Rhode Island Open Meetings
Tools: React, React Router, TypeScript, Typesense (Elasticsearch alternative)
For our final group project for CSCI0320: Introduction to Software Engineering, we built a web application for searching public meetings in Rhode Island.
Background
Rhode Island’s Open Meetings Act (OMA) requires public bodies to make most meetings open to the public, which includes posting meeting agendas and minutes online. However, the current open meetings portal has a number of usability issues.
Our team of four sought to create an improved search portal for searching and viewing information about RI open meetings, thereby making public data more accessible and increasing government transparency.
Concept Definition
Our teammate conducted six interviews with journalists, community leaders, and watchdogs to learn about issues with the current open meetings portal and what changes they would like to see in an updated portal.
The interviews produced valuable insight into how various stakeholders make use of open meetings data, as well as lots of potential features that could be added to the portal. We identified two key pain points which we believed we could address with our project:
- Users can’t search meetings by keyword
- Solution: Enable full-text search of meeting minutes and agendas by scraping PDFs uploaded to the state open meetings portal.
- Body names are unintuitive, and have to be entered exactly
as they appear in the portal. Typing in the body field of the current
portal gives a limited list of autocomplete suggestion, but isn’t typo-tolerant.
- Solution: Enable fuzzy searching and facets for public bodies.
We created prototypes of the search and meeting info pages that addressed these two pain points, while improving the portal’s overall navigation and information hierarchy.
Technical Design
Next, we wrote a document detailing our project’s requirements and specifications.
To define project requirements, we wrote six user stories for developer and end user stakeholders. We could measure our project’s success by how many of these stories we fulfilled. An example of a user story might be:
- As a developer, I can use your API server to search the Open Meetings dataset by keyword. Additionally, I can filter which data I receive by date and public body.
Additionally, we wrote four extra user stories to represent stretch features, such as scraping new meetings from RI’s RSS feed for upcoming meetings.
We designed the technical specification using the Model-View-Controller pattern.

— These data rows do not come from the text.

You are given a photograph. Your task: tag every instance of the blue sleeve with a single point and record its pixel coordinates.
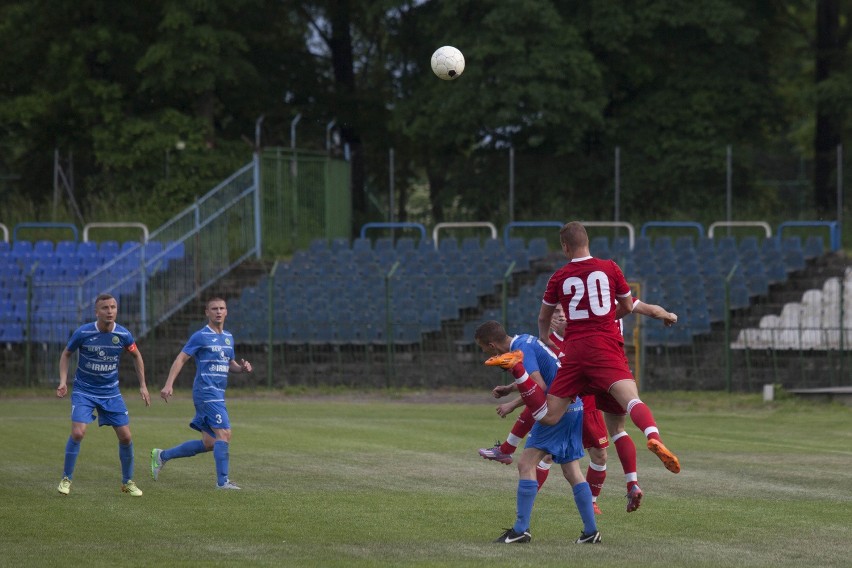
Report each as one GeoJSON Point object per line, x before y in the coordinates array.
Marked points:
{"type": "Point", "coordinates": [192, 344]}
{"type": "Point", "coordinates": [128, 338]}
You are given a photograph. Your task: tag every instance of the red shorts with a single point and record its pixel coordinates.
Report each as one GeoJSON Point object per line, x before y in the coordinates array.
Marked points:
{"type": "Point", "coordinates": [591, 366]}
{"type": "Point", "coordinates": [594, 429]}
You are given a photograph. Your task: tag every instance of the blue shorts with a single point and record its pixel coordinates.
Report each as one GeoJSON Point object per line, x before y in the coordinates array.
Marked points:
{"type": "Point", "coordinates": [563, 441]}
{"type": "Point", "coordinates": [210, 416]}
{"type": "Point", "coordinates": [110, 411]}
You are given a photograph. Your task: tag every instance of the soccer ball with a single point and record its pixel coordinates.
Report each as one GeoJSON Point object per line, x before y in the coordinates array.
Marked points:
{"type": "Point", "coordinates": [447, 63]}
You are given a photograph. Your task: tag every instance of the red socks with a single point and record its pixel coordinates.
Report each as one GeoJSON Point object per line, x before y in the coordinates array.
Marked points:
{"type": "Point", "coordinates": [627, 456]}
{"type": "Point", "coordinates": [643, 418]}
{"type": "Point", "coordinates": [541, 471]}
{"type": "Point", "coordinates": [533, 396]}
{"type": "Point", "coordinates": [596, 477]}
{"type": "Point", "coordinates": [520, 429]}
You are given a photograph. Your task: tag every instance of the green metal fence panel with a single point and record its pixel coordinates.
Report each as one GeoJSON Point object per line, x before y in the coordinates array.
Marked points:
{"type": "Point", "coordinates": [305, 195]}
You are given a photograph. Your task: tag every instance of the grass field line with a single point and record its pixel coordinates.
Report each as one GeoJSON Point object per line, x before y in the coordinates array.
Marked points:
{"type": "Point", "coordinates": [762, 442]}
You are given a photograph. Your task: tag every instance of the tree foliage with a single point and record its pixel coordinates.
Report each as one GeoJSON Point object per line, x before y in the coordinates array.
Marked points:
{"type": "Point", "coordinates": [158, 101]}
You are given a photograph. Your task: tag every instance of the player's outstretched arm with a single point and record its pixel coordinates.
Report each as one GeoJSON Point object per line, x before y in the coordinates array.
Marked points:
{"type": "Point", "coordinates": [656, 312]}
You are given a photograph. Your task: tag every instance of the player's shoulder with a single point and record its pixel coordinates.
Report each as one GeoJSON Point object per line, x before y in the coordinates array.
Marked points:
{"type": "Point", "coordinates": [121, 329]}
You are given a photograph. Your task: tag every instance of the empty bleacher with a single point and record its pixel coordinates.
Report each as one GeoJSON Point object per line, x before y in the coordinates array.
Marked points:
{"type": "Point", "coordinates": [43, 286]}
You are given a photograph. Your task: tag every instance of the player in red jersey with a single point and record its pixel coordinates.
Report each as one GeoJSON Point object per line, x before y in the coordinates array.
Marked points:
{"type": "Point", "coordinates": [595, 430]}
{"type": "Point", "coordinates": [592, 292]}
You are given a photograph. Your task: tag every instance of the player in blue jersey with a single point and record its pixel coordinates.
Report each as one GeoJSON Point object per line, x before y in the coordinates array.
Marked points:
{"type": "Point", "coordinates": [213, 350]}
{"type": "Point", "coordinates": [563, 441]}
{"type": "Point", "coordinates": [100, 345]}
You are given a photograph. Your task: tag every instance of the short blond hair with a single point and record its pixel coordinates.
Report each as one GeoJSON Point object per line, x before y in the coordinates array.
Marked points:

- Model: Meetings are indexed into a Typesense server, an open-source search engine that enables fast fuzzy searching and search facets. Meetings are scraped from the current open meetings portal using a Python script.
- View: The search results are displayed in a React app written using TypeScript and CSS modules.
- Controller: React and React Router control the logic for the search inputs/URL parameters on the front-end, sending fetch requests to a Java API which then communicates with the Typesense API to run searches on the indexed meetings.
Implementation
Our final web application allows real-time, full-text search of public bodies and meeting agendas/minutes, with options to filter by body or date.
Search results contain basic meeting info and highlighted snippets of search term matches. Clicking on a search result allows users to see additional information about a particular meeting and view plain text or PDF versions of the meeting agendas/minutes.
Ultimately, we scraped 279k meetings, 137k of which we successfully indexed into the Typesense server!
My contributions to the project included:
- Coding the front-end, including:
- Setting search parameters based on URL query parameters and vice-versa using React Router.
- Adding appropriate ARIA roles and labels to make the site accessible.
- Creating initial Figma designs for the search and meeting info pages.
- Collaborating on the Node.js script for indexing meetings into the Typesense server.
If we had more time, I would have liked to:
- Improve the input validation for the date filter inputs
- Add paginated search (the current app only displays the first 100 results)
- Scrape semantic information from agenda/minutes PDFs such as headers and paragraphs in order to render them more accurately on the meeting info page.